Originaire de Trois-Rivières, Jacques Lacombe a conquis la scène internationale grâce à sa grande polyvalence, lui permettant d'exceller aussi bien dans les répertoires d’orchestre, de ballet ou d'opéra, ainsi qu'à sa remarquable habileté à communiquer l'esprit des œuvres, lui qui dirige souvent sans partition.
Directeur artistique de l’OSTR depuis 2006, maestro Lacombe a auparavant occupé les postes de premier chef invité de l'Orchestre symphonique de Montréal, de directeur musical et artistique de la Philarmonie de Lorraine à Metz en France, de chef assistant de Charles Dutoit à l'Orchestre symphonique de Montréal, il fut également chef d'orchestre attitré et directeur musical des Grands Ballets Canadiens.

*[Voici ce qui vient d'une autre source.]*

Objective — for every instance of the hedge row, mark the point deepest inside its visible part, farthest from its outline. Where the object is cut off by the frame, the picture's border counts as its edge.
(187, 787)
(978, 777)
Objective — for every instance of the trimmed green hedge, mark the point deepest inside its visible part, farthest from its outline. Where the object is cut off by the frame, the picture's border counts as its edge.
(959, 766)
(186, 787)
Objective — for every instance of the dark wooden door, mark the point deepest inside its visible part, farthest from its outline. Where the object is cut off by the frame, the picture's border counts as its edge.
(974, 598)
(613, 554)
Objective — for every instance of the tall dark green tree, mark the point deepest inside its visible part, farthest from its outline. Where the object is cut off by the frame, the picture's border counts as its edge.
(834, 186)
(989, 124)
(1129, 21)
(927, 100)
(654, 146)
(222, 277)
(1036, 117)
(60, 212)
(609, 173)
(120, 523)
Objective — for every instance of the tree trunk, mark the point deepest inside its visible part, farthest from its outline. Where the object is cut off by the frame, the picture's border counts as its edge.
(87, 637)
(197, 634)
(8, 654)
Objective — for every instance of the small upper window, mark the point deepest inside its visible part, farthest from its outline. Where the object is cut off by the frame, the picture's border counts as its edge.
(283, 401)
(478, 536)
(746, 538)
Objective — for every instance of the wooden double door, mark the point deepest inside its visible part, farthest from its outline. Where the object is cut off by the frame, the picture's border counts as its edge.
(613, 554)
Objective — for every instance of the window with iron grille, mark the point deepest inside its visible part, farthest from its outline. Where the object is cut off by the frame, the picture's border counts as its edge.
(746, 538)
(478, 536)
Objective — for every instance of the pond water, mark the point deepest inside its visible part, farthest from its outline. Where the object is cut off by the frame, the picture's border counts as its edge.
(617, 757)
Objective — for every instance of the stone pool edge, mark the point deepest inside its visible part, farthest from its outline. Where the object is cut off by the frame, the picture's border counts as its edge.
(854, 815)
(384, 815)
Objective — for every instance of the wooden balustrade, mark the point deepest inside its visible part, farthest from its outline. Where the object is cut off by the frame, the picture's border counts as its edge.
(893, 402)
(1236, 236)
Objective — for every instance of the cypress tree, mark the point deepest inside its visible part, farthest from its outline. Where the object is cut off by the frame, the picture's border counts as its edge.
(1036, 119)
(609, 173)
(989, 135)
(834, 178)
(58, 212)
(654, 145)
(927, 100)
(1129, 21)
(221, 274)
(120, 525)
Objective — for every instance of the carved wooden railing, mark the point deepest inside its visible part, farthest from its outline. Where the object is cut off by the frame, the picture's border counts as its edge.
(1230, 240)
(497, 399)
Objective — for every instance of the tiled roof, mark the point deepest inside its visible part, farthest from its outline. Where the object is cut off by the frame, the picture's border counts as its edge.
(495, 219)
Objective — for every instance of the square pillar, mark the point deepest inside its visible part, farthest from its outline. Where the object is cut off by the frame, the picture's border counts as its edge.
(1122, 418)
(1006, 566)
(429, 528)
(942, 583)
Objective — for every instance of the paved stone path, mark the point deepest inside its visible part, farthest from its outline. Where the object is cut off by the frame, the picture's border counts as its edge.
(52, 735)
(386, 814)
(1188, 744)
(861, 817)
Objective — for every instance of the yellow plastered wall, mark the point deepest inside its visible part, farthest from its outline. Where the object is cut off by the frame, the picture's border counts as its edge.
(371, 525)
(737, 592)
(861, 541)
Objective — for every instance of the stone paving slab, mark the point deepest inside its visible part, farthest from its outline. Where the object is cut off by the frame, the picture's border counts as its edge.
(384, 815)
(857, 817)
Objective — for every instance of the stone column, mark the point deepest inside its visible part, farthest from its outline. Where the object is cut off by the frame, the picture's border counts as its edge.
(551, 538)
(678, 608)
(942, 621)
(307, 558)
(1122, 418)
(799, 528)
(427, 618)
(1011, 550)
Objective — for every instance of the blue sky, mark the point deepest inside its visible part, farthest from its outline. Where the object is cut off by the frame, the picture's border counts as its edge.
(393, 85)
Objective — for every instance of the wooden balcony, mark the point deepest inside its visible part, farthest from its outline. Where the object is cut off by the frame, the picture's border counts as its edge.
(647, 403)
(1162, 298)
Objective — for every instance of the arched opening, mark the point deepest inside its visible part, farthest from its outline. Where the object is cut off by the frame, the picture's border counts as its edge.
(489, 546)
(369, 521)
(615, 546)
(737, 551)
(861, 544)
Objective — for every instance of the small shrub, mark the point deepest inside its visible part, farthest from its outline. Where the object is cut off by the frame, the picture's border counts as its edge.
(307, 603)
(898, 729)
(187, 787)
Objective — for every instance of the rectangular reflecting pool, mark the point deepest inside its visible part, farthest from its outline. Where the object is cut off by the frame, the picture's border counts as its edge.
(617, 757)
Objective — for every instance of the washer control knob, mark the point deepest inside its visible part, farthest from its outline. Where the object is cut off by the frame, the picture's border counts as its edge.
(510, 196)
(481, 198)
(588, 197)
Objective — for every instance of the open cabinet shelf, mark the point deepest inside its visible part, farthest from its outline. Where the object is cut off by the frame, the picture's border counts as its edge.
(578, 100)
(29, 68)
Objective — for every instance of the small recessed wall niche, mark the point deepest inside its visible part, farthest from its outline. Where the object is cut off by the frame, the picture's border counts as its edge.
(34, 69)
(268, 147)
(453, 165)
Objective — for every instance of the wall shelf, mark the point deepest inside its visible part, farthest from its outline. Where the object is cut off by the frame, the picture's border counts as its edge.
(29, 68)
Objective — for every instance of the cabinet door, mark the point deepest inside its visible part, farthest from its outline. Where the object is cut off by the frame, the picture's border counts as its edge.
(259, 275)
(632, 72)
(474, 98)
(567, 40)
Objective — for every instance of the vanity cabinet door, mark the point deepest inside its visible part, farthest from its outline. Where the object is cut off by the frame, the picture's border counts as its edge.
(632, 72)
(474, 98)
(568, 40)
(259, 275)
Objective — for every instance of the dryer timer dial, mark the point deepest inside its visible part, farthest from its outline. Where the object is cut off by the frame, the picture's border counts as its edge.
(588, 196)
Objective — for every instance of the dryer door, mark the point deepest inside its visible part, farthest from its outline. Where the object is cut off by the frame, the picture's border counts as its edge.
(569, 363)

Régulièrement invité par de nombreux orchestres et maisons d'opéra de prestige, maestro Lacombe dirigera prochainement le Der Traumgörge de Zemlinsky (23 mai et 15 juin) et le Der fliegende Holländer de Wagner (8 au 29 juin) au Deutsche Oper Berlin, avant d’entreprendre la tournée de l’Orchestre national des jeunes du Canada (8 juillet au 10 août 2008), puis celle de l’Orchestre symphonique des jeunes de Nouvelle-Zélande, en plus de diriger l’Orchestre symphonique de Nouvelle-Zélande (août 2008).
Minna Re Shin
Piano

Minna Re Shin est une vedette montante de la scène classique canadienne. Cette jeune pianiste polyvalente a gagné l'enthousiasme par son répertoire très diversifié, allant des oeuvres baroques aux oeuvres contemporaines les plus innovatrices. Récipiendaire de nombreux prix et bourses, elle subjugue le public par sa virtuosité, sa maturité artistique, sa présence sur la scène, et une rare sensibilité. Critiques et spectateurs, ici et à l’étranger, se sont extasiés sur ses interprétations « intenses », «inspirantes» et «dynamiques», d'ailleurs remarquées par le légendaire pianiste russe Lazar Berman qui a souligné «le grand talent» de Minna Re Shin.
Depuis ses débuts solo à l'âge de dix ans avec l'Orchestre symphonique de Montréal, sous la direction de Mario Duchesne, cette jeune artiste s'est produite en Amérique du Nord, en Europe, en Australie et en Chine. Elle a reçu de très grands éloges, tant lors de ses récitals que comme soliste de concert avec plusieurs orchestres, dont l'Orchestre symphonique de Montréal, l'Orchestre de chambre de Montréal et l'Orchestre de chambre I Musici de Montréal, sous la direction de chefs tels que Charles Dutoit, Marc David et Timothy Vernon. Minna Re Shin a été invitée à participer à plusieurs conférences de musique et festivals, dont le Nordic Contemporary Music Festival à Montréal. En outre, elle a été invitée à donner des cours de maître aux universités et écoles importantes spécialisées dans les arts au Canada, en Australie et en Chine. Le premier disque de Minna Re Shin, consacré à des sonates pour piano de Haydn a été lancé en 2004 et fut salué avec enthousiasme par le public et la critique. Après le succès de cet enregistrement, elle a entrepris l'enregistrement de son deuxième album solo, Images & Ballades qui consiste en des oeuvres de compositeurs canadiens Alain Payette et Jean Coulthard, il a éte lancé en printemps 2007.
Linda Maria Baros
Poète
Auteure francophone d’origine roumaine, Linda Maria Baros, née en 1981, vit depuis de nombreuses années à Paris. Elle a publié quatre recueils de poèmes, dont deux en France aux éditions Cheyne – Le Livre de signes et d'ombres (Prix de la Vocation 2004) et La Maison en lames de rasoir (Prix Apollinaire 2007) – du théâtre et deux ouvrages de critique littéraire. Elle a également traduit une vingtaine de livres en français et en roumain.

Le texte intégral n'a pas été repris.